Bud Buckley Wants To Know

So few questions yesterday. I guess that means I have been over sharing and you already know all there is to know about me. This whole thing (ask anything you want to know about Lois) started after Cooter Ang sent me a getting to know you questionnaire in an e-mail. My sister Angie is guilty of sending the same, repeatedly. Maybe those Angie chicks just think alike.

Every once in a while one of my sister's answers are really off the wall. It's her way to see if anyone is paying attention to her. While I read all of the senders answers, I rarely send these surveys back. So that is what prompted this ask Lois segment.

Bud wants to know about my newspaper days. What I liked and didn't and what beats I covered. Although I still freelance for newspapers, I am thrilled to be out of the newsroom on a full time basis.

I started at a small local paper and covered everything from school boards, city government, county government, park boards and community news. There wasn't much crime there to be reported but when it did come up, I covered that too.

In small towns, the newspaper people basically cover everything. I was the editorial department, writing Home Fires plus some local editorial, both once each week. I also designed the newspaper and took photos.

It took four years before burnout took over and my job wasn't my dream anymore. I worked 60 plus hours every week. I wrote 12-15 byline items every week, and I covered a ton of meetings. I think the meetings were what I hated most. Politics.

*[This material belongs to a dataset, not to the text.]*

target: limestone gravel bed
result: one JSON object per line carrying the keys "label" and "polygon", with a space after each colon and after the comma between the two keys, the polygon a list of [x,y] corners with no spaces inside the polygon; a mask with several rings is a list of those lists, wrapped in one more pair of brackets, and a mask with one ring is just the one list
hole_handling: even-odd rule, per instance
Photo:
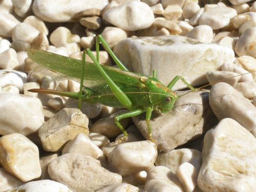
{"label": "limestone gravel bed", "polygon": [[[132,71],[211,86],[177,82],[173,110],[153,112],[155,142],[144,114],[118,143],[125,109],[28,91],[79,89],[29,49],[81,59],[100,34]],[[255,191],[255,1],[0,1],[0,192]]]}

Being a people person, I was and still am totally into feature stories. Anything about anyone is my favorite thing to cover. One of my hardest but best interviews was with a former Chicago police officer who had moved out in the middle of nowhere after serving 25 years with the Chicago PD. He investigated some of the most high profile cases, including the John Wayne Gacy murders.

When our former governor (George Ryan) tossed out a blanket clemency order for all Illinois death row inmates, I thought, this former Chicagoan would be a good person to ask what he thought. I thought it was a good way to localize a national story.

We sat in the newsroom for five hours one day and two hours the next. He told me some of the most fascinating and disgusting things about his job. He showed me pictures from thousands of crime scenes and explained how evidence was gathered. He brought a suitcase filled with evidence collection tools and showed me how they worked.

He knew there were a couple of bad apples at the PD who may have coerced confessions, but assured me the blanket clemency was a huge mistake. He said had the governor worked each on a case-by-case basis, he would have seen 99% of those on death row, were right where they belonged.

Interviewing him was like watching one of those CSI shows in person. By far the most fascinating interview ever.

Outside of the people stories, I love writing Home Fires. It has always been about the family but it has always been a much more tame version of what you read here. And that's just because newspapers frown upon bad words. Stooopid newspapers.